Tino Chrupalla and Alice Weidel head the new national board of the Alternative for Germany (AfD). Both were elected federal spokespersons at the AfD federal party conference in Riesa, Saxony, thereby expanding their cooperation at the head of the AfD parliamentary group.

Chrupalla achieved the significantly weaker result of the two with 53.45 percent of the votes. He prevailed comparatively narrowly against his opponent Norbert Kleinwaechter, who was voted for by 36.3 percent of the delegates. Ten percent of those present rejected both applicants.

Weidel, who had previously been the party’s co-spokeswoman, received 67.3 percent of the vote. She thus clearly prevailed over the Berlin MEP Nicolaus Fest, who only got 20.75 percent of the votes after a weak speech.

Chrupalla, proposed by Weidel, thanked the delegates for their support. “Today the departure of the AfD begins,” said Chrupalla in a first press statement from the newly elected board of directors. He announced that the time of the internal dispute was now over and that the new board would work together “as one”.

“The Meuthen era ended today,” Chrupalla continued. After the ex-party leader Jörg Meuthen left the party in January, the frustration and disappointment of the delegates – also because of the lost state elections – stuck with Chrupalla.

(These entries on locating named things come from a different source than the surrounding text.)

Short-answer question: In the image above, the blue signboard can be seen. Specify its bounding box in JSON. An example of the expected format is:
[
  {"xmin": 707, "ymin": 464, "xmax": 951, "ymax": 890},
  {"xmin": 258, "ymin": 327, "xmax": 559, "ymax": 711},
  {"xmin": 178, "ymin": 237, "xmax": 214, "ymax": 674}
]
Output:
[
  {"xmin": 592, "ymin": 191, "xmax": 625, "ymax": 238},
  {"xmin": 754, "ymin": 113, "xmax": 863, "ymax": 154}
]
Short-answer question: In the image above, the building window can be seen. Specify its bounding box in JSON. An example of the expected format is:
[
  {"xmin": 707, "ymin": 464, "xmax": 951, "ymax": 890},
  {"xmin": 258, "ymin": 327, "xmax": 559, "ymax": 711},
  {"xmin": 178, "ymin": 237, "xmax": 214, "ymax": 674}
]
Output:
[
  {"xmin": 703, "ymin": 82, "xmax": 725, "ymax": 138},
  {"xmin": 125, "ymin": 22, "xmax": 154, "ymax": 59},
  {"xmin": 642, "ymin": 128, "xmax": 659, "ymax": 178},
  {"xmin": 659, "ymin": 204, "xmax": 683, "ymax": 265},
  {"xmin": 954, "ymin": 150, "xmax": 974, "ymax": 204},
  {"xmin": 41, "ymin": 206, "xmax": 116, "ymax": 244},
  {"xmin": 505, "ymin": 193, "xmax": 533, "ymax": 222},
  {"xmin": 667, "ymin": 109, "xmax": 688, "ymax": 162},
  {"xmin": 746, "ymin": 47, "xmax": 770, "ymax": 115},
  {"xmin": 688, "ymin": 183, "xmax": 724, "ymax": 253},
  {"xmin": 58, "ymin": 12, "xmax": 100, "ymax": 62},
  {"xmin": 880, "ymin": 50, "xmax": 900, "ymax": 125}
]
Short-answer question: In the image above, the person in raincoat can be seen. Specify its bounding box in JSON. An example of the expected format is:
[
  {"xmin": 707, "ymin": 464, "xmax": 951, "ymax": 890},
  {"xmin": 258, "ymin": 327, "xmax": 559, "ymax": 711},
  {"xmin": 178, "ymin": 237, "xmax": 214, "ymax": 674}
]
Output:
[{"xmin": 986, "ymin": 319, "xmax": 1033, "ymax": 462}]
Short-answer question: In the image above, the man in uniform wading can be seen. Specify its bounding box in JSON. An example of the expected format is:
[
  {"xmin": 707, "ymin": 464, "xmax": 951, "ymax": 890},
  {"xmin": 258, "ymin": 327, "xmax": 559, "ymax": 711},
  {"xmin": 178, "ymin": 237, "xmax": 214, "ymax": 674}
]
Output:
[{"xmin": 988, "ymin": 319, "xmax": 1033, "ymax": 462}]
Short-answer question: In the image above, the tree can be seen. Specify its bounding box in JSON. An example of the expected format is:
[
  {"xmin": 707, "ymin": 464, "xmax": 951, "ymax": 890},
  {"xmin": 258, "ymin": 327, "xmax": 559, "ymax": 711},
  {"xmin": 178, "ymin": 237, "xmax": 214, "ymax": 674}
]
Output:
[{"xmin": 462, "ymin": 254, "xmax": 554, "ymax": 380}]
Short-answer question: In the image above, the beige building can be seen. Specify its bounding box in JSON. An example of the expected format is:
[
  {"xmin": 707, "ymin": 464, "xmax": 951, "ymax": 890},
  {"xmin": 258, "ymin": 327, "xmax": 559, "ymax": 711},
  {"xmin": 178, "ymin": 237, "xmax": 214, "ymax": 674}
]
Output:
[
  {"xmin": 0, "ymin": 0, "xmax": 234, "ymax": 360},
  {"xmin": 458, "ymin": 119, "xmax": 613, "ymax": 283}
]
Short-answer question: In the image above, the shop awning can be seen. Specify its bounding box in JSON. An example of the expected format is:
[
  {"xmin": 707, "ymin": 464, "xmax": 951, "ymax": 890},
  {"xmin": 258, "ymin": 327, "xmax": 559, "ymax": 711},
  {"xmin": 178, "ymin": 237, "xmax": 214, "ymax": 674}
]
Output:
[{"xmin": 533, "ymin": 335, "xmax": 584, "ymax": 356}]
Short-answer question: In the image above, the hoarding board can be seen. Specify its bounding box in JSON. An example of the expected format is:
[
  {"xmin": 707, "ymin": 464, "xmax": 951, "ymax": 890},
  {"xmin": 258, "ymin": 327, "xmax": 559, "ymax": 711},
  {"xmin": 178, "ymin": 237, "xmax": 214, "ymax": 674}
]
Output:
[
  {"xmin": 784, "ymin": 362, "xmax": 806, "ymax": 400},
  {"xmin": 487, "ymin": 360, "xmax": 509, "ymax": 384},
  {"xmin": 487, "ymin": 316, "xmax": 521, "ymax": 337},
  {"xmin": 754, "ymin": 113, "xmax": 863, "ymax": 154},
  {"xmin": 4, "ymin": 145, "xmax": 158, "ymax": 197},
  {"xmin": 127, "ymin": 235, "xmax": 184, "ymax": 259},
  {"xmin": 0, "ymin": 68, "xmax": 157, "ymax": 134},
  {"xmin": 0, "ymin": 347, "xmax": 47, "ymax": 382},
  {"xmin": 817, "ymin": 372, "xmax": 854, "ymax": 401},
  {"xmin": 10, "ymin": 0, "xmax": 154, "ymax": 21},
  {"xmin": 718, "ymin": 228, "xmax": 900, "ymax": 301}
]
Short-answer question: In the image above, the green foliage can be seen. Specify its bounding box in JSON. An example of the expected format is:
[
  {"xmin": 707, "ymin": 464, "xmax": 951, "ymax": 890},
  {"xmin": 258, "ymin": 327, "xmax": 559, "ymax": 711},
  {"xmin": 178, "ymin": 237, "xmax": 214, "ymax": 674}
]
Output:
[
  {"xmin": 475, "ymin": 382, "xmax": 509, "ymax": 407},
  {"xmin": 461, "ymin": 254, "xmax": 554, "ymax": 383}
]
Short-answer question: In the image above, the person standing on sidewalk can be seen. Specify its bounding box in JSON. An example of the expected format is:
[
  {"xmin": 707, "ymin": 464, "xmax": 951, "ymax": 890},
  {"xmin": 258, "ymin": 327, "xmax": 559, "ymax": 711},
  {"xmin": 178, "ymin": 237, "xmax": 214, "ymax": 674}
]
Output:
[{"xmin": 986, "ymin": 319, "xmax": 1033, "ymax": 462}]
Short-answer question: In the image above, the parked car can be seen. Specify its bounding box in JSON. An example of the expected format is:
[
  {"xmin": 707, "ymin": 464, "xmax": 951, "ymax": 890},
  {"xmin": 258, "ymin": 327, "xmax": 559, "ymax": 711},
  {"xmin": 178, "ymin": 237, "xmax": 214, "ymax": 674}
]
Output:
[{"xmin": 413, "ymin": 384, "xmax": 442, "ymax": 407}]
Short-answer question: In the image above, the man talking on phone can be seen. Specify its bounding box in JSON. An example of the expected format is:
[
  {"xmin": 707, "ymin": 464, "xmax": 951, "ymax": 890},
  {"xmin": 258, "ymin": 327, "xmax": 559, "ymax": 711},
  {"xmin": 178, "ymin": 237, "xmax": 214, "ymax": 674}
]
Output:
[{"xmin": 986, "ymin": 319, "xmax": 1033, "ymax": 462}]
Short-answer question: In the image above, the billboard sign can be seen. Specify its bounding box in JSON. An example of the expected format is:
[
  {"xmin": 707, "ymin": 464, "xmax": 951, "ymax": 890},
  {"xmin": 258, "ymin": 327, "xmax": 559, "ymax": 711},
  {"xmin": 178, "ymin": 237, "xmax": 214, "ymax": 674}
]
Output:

Already in his application speech, he dedicated a large part of his contribution to the party’s “fighting between the wings”, which was recently fought in public. Instead of damaging it through discord, the party’s profile must be sharpened, explained Chrupalla, adding: “We are the first and last opposition. We are the party that gives citizens a voice on the streets.”

In the direction of his opponents within the party, some of whom were members of the federal executive board that was relieved on Friday, Chrupalla said: “This must come to an end.” , because the base is to be silenced.”

Chrupalla and Weidel already lead the AfD parliamentary group together. This model of success will be “mirrored on the party,” said Weidel. She criticized the work of the last federal board, to which she had belonged as a deputy: “You couldn’t do anything worse”.

Chrupalla’s opponent, Kleinwächter, deputy chairman of the AfD parliamentary group, had previously given a loudly applauded speech. In it he called on the party to be more united. “We no longer have time for the fermenting bunch, we need professionalization, unity, discipline with full grass-roots democracy,” said Kleinwächter.

He demanded that the party must, firstly, concentrate on its core issues and, secondly, communicate them better. “The AfD is the bourgeois party in Germany, only the people don’t know it.” Only if one’s own content – also via “own” media – is made available to the general public does it lead to “unity, discipline, clarity” in the Political party.

After the election of the two federal spokespersons, the three deputy party leaders were voted on. In the first ballot, Höcke confidante Stephan Brandner clearly prevailed against Frank-Christian Hansel and thus continued the triumph of the radical party camp in the federal executive committee.

The Bavarian member of the Bundestag Peter Boehringer and the Hessian member of the Bundestag Marianna Harder-Kühnel were also elected deputies. The party’s new treasurer is Carsten Hütter, his deputy is Harald Weyel.